どうしたのかは覚えていませんが、近所の病院に自分で行き、そこの医者が、精神科のある大学病院に連れていってくれて助かりました。もっとも、たいしたことのない服薬自殺でした。 その翌日には職場に働きにいき、その翌々日には、その男性を追いかけて夜行で地方のその男性の仕事先である場所にいきました。 帰宅すると、身体が動かなくなりました。もともと、精神科に連れていかれた後、入院する話になっていましたが、担当した医者の都合で話ができなくなり、延期になっていました。病院では入院を強く勧められ、母と相談して、心療内科の開放病棟に入院しました。 診断名はうつ病で、パキシルを服用し、ひたすら寝ていました。三週間ほど入院して、尿が出なくなるなどの副作用がありましたが、入院していた病院で対応してくれないので、退院しました。入院した病院は特にカウンセリング等もなかったので、入院する前に一度かかったカウンセリングを重視していたクリニックに転院し、自宅療養をしました。三ヶ月ほど休養をし、医師から許しも出、自分も普通に生活できるようになったので、就職試験を受け、派遣ではありましたが働きにでました。薬も服用することなく、日々を過ごし、数年前、普通に結婚もしました。性交渉は一度できたキリでしたが、相手の人はそれでもいいと言うので。肩の荷がおりました。 仕事の負荷には耐えられず(派遣先の買収問題などもあり)、フルタイムでの仕事はやめ、好きな分野でのアルバイトの職を得、今は穏やかに暮らしています。 3/11の地震以降、不眠や時折の強い不安などがあり、薬を服用はしていますが、基本的には穏やかに暮らしているのだと思います。 自分は、鬱病だったのでしょうか。 十代半ば、自分のされていることを自覚して以来、気持ちの落ち込み等もありました。それ以上に自分が生きていることに実感がなく、夢の延長でいつか醒めるものだとさえ思っていました。いつか自分の意識がなくなっておかしくなるんじゃないだろうかという恐怖もずっと抱えています。 また、入院やうつ病と診断される以前のようには、働けなくなったような気もします。 結婚をし、以前ほどの必要がなくなったこともありますし、結婚に伴う家事労働などが加わったせいもあるのかもしれません。 でも、どこか、自分が弱くなったのを感じます。でも、もともと、中学生時代くらいから無理に学生生活を送っていたような気もします。深夜に無理矢理に強いられ、翌日試験を受ける苦しみはなんとも表現がしがたいです。そういったことの繰り返しでどんどん自分がすり減ってきたのも感じます。 また、人と接していて、感覚の違いが多くてしんどいことがあります。年齢の割に、あちこちの骨が摩耗しており(特にスポーツはやっていませんでしたが)、それがあの性交渉が原因ではないかと思ってしまうことがあります。(週に三四回行われており、当時、150センチ40キロにも満たないほど身体も小さかったため) 何についてもマイナスに陥るとそこ帰結して考えてしまいます。でも、人生の半分以上をそこに縛られ、さんざん苦痛を味わって生きてきたんです。悔しさと悲しさで今でも時折、涙がでます。

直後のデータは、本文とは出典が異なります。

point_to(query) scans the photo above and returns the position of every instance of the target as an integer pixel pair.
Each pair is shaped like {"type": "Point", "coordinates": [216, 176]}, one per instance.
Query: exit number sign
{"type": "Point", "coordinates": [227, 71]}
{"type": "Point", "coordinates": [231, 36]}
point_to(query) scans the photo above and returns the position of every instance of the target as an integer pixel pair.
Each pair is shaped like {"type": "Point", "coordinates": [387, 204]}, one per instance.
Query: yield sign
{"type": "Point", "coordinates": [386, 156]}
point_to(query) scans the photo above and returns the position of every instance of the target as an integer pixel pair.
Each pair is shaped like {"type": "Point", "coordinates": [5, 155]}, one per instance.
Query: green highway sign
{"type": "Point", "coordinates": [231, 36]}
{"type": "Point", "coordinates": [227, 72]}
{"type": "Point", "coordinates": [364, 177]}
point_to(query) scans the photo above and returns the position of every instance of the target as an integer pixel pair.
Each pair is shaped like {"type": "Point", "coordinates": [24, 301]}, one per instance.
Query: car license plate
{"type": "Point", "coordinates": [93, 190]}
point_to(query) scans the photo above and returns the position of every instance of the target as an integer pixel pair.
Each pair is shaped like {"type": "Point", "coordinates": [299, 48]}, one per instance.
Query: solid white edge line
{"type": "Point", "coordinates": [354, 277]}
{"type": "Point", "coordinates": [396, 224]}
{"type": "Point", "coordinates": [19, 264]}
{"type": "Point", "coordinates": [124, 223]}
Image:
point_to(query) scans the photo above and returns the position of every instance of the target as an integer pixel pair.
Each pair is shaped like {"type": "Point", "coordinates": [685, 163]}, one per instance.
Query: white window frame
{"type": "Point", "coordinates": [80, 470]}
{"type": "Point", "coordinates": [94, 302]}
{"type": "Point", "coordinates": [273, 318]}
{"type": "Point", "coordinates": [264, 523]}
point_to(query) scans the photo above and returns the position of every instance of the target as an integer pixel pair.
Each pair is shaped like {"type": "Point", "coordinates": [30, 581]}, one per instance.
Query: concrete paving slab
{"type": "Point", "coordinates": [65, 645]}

林: 大変つらい内容をお書きいただきありがとうございました。多くの読者にとって大変貴重な情報になっていると思います。
このメールは質問の形式を取っていませんが、おそらく質問者は、今のご自分の状態をどう考えるべきか、診断名は何かという疑問を持っておられるのだと推測されます。ごくごく端的にお答えすると、質問者はうつ病にはあたりません。少なくとも、抗うつ薬と休養で回復するといったうつ病ではありません(抗うつ薬に全く効果がないという意味ではありません)。そして、10代のころの体験が、今の精神状態に影響している可能性があります。詳細は【1901】から【1948】をご参照ください。質問者と同じような体験をされた方々の声がそこにあります。